Themenwechsel: Die Schuldenbremse im EU-Fiskalpakt und die Beteiligung am Europäischen Stabilitätsmechanismus ESM werden zum Teil heftig kritisiert. Wie schlägt sich die Regierung im Umgang mit den Folgen der Schuldenkrise?
Es wird nicht genug erklärt. Dabei bin ich mir sicher, dass man durch Information sehr viele Ängste nehmen und Kritiker beruhigen könnte. Viel mehr Information zur EU und zur Eurokrise: Das ist noch ein Schwerpunkt, den sich die Regierung bis zur Wahl vornehmen müsste.
Was wurde bis jetzt zu wenig erklärt?
Man müsste sagen, dass die EU eine Solidargemeinschaft ist und man für den anderen eintritt. Unser Anteil am ESM ist rund 20 Milliarden Euro hoch. Das ist wahnsinnig viel. Ich verstehe, dass es da Unmut gibt. Aber in Österreich haben wir ja auch eine Solidargemeinschaft. Da müsste man den Leuten auch sagen: Wisst ihr, dass wir ungefähr in der Größenordnung des ESM eine Haftung der Republik für das Bundesland Kärnten, nämlich für die Hypo Alpe- Adria, haben?
Um dem Informationsdefizit etwas entgegenzusetzen sind Kampagnen geplant. Was sollten sie beinhalten?
Ich hoffe, dass wir mit den anderen Sozialpartnern, mit dem Außenministerium und der Gesellschaft für Europapolitik etwas Ordentliches zusammenbringen, was uns aus der derzeitigen Situation herausbringt. Wir brauchen eine Offensive, so wie jene damals vor dem EU-Beitritt. Wir müssen mit den Leuten reden. Die Wirtschaftskammer zieht mit dem Europaschirm durch das Land und war bei mehr als 600 Veranstaltungen mit fast 400.000 Menschen in Kontakt. Das reicht aber nicht.
Neue Runde für zähe Gespräche
Am Montag wird wieder um ein neues Lehrer-Dienstrecht gerungen.

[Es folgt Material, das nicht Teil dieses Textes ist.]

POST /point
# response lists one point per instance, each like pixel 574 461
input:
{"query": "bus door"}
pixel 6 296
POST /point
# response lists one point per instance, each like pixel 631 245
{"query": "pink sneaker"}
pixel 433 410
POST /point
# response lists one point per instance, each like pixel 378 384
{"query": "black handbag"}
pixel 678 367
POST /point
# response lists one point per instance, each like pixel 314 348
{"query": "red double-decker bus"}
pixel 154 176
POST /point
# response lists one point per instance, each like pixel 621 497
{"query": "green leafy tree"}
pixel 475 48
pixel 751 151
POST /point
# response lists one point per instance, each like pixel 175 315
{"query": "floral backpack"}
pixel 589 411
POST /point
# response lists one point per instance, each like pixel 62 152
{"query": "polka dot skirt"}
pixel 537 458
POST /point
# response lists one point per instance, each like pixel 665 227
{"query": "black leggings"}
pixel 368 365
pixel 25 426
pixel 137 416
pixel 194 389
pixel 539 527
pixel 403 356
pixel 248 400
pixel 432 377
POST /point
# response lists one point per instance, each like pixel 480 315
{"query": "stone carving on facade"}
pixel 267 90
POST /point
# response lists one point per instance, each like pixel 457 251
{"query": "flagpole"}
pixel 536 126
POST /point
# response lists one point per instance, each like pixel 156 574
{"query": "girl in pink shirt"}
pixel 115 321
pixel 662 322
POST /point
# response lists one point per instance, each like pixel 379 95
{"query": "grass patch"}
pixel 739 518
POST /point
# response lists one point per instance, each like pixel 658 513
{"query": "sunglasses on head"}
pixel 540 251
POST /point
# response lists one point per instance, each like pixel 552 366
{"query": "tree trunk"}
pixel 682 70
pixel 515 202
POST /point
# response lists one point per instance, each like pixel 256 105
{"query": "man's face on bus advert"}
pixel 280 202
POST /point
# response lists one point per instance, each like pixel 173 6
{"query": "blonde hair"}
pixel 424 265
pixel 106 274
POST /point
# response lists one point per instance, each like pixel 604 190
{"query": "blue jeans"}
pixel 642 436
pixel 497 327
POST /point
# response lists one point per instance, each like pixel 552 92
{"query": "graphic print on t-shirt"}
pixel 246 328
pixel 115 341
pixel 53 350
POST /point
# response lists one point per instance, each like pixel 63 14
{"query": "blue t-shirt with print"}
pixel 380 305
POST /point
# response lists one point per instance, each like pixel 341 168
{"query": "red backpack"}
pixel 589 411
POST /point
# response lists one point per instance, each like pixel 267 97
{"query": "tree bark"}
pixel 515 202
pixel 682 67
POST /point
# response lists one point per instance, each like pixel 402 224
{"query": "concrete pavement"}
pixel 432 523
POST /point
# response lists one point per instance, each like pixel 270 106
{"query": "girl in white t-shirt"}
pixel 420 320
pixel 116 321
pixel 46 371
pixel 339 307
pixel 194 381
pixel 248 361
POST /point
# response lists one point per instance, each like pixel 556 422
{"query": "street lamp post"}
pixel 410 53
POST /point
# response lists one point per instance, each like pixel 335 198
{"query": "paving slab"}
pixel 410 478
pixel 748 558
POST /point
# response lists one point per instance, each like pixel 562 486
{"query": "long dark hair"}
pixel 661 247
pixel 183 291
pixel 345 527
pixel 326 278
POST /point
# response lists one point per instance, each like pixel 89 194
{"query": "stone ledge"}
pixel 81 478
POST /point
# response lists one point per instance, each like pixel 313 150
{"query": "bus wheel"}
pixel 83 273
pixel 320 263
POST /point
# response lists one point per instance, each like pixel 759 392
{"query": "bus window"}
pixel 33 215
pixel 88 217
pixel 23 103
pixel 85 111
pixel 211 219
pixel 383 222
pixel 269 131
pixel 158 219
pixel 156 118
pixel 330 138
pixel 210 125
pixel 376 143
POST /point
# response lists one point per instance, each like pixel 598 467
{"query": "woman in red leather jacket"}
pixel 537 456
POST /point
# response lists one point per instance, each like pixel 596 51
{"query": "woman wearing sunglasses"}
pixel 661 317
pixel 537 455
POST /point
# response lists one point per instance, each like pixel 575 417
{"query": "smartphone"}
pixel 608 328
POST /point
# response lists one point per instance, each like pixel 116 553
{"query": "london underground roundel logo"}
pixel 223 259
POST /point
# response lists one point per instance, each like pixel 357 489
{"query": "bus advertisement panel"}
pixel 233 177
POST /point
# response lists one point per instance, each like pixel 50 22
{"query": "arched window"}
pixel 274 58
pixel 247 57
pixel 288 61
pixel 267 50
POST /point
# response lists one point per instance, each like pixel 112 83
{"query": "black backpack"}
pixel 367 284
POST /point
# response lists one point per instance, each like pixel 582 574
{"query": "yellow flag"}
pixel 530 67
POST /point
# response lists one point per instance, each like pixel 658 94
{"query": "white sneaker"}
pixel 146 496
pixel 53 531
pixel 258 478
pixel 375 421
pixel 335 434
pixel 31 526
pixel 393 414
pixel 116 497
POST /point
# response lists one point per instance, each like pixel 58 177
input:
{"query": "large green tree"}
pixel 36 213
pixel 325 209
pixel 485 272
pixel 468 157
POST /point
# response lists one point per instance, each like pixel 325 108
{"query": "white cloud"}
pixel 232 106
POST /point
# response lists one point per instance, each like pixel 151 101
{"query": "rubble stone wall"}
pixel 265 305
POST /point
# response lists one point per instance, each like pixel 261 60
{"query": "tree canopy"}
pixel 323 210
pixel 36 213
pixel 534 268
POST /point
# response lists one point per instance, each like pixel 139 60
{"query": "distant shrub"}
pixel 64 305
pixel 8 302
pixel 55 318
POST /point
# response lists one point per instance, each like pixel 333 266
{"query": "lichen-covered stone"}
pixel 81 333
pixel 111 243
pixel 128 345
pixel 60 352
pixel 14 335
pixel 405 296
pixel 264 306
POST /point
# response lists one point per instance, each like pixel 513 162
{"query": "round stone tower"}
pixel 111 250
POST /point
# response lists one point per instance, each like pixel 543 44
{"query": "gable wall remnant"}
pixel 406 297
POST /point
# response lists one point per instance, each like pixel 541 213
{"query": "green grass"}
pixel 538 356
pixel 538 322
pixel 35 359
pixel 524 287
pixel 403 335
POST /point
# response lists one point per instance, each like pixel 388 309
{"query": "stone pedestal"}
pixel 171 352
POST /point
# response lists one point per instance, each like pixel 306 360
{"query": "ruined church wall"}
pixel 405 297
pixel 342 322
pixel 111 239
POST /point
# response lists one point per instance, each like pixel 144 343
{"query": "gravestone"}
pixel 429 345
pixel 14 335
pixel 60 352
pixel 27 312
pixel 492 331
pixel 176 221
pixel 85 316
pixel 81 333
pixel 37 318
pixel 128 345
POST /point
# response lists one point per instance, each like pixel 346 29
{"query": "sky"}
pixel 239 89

Es ist wohl ein Vorteil, dass die Gespräche "nur" auf Beamtenebene laufen. Denn die politisch Verantwortlichen haben sich zuletzt heftig gegenseitig über die Medien kritisiert.
Bildungsministerin Claudia Schmied (SPÖ) verglich etwa Teile der Lehrergewerkschaft mit der erzkonservativen US-amerikanischen "Tea Party". Zuletzt wünschte sie sich "Engagement" von den Lehrern – sie sollen von sich aus Vorschläge in die Verhandlungen einbringen. Lehrer-Chefverhandler Paul Kimberger kann diese Aussage nicht nachvollziehen: " Sie ist von ihrem Ressort wohl nicht ausreichend über den Stand der Gespräche informiert worden." In den bisherigen Runden hat es kaum Annäherung gegeben: Es spießt sich am Gehaltsmodell, an der Art des Dienstverhältnisses, der Ausbildung und der Zuteilung von administrativem Hilfspersonal für Lehrer.
Die Gewerkschaft öffentlicher Dienst warnt zudem vor einer Lehrer-Pensionswelle: Wegen der Verschärfung bei der Hacklerregelung ab 2014 würden alle Lehrer in Pension gehen, die die Chance haben, heißt es aus der GÖD. Im Unterrichtsministerium beruhigt man indes: Man erwarte keine Verschärfung der Lage, da die Studierendenzahlen an den Pädagogischen Hochschulen ansteigen.